The faster these adjustments are made, the more efficient and equitable the outcome. On the other hand, the more rapidly the adjustments are made, the less the “material incentive” (other than that afforded to the effort/sacrifice involved) to innovate locally, and the greater the incentive to coast along on others’ innovations. While this is no different than under capitalism or any market arrangement, a parecon enjoys important advantages. Most important, direct recognition of social serviceability is a more powerful incentive in a participatory economy than a capitalist one, and this considerably reduces the magnitude of the trade-off. Second, a parecon is better suited to allocating resources efficiently to research and development because research and development is largely a public good which is predictably under-supplied in market economies but would not be in a parecon. Third, the only effective mechanism for providing material incentives for innovating enterprises in capitalism is to slow their spread at the expense of efficiency. This is true because the transaction costs of registering patents and negotiating licenses from patent holders are very high. Capitalist drug companies claim there is no incentive for them to develop new drugs unless they can reap vast profits by patenting their products. This may be true under market capitalism, but the patents that induce them to innovate also often keep the drugs out of the hands of those most in need, so this is hardly an efficient system. In a parecon, on the other hand, investment decisions are made democratically—so research and development will occur wherever there is a need, and no one has any incentive to keep innovations from being adopted by others—so there is maximum diffusion of new products and techniques.

Are the rules fixed in stone, and where do they come from?

Of course, in a parecon, the rules of the game are subject to democratic – self maanged – adjustment. If it were determined that there was inadequate incentive to innovate—which we doubt—various policies could be tweaked. For example, the recalibration of the work complexes for innovating workplaces could be delayed (to allow those workplaces to capture more of the benefit of the innovation, or extra consumption allowances could be granted to innovators for a limited period of time. Such measures would be (in our view) a last resort, but would in any event depart from equity and efficiency far less than in other economic systems, and in no systematic recurring fashion.

In general, much of what parades itself as scientific opinion about incentives is plagued by implicit and unwarranted assumptions predictable in an era of capitalist triumphalism.

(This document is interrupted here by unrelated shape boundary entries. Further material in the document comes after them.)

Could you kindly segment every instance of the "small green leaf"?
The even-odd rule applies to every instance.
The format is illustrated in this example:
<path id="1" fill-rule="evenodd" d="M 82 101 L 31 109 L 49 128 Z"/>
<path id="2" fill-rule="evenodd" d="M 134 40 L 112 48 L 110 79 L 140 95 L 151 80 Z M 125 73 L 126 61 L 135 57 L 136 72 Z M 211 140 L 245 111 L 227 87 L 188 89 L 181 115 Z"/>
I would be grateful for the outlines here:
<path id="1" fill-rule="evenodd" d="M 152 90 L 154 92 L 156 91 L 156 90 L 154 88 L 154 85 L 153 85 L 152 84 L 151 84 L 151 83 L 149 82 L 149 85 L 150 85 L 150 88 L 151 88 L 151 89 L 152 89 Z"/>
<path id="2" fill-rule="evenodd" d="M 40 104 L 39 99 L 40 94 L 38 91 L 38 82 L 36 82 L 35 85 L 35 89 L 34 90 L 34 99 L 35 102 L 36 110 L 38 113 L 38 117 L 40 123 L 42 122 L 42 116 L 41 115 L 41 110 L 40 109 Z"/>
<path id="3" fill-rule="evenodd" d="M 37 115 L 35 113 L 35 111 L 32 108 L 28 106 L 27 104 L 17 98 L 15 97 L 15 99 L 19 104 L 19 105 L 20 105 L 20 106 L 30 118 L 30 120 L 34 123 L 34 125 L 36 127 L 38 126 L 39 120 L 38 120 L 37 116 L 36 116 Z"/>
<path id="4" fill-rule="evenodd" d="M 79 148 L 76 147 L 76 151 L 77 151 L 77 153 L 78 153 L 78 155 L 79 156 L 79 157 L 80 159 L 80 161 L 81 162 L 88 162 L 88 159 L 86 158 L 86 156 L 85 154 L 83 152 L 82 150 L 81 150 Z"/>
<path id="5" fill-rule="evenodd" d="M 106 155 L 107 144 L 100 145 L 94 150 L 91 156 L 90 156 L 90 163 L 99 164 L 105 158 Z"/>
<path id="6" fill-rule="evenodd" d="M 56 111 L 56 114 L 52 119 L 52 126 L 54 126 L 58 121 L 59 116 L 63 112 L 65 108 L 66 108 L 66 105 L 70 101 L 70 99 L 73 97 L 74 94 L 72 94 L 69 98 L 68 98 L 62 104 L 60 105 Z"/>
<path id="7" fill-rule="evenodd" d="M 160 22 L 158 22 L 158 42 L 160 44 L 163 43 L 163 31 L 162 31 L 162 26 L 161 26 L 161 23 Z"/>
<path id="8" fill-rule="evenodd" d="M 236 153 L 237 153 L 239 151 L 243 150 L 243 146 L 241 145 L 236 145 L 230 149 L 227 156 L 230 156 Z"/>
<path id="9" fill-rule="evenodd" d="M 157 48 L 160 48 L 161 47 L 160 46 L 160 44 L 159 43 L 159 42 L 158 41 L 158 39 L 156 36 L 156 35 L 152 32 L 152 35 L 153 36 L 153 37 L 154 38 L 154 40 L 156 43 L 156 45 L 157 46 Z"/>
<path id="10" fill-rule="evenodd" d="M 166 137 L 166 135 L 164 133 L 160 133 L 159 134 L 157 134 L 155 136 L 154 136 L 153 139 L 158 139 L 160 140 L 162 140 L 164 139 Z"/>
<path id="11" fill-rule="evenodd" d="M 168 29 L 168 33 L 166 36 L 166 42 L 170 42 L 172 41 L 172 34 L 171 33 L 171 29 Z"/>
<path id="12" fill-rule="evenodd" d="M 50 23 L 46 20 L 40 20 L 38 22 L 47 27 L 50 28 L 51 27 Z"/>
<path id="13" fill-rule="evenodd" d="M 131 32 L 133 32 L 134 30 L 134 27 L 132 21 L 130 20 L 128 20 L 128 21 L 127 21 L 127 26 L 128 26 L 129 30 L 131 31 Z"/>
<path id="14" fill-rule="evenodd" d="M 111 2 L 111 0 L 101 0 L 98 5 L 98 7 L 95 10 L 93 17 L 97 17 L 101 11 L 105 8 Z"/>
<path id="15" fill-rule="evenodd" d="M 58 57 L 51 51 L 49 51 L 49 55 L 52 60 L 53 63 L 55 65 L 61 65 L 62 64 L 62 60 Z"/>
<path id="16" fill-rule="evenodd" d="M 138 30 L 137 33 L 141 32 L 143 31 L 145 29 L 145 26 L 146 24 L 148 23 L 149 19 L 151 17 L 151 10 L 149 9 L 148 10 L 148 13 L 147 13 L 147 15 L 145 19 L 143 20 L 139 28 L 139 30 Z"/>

One should be neither as pessimistic about the motivational power of nonmaterial incentives in an appropriate environment as many people otherwise critical of injustice have become, nor should one see any obstacles to the deployment of limited material incentives specifically for innovation in a parecon should its members decide they are needed. In the end there is no reason to doubt the efficacy of a mixture of material and social incentives during the process of creating an equitable and humane economy, with the balance and mix chosen to further equity, diversity, solidarity, and self-management for all— rather than simply generating advantage for a few.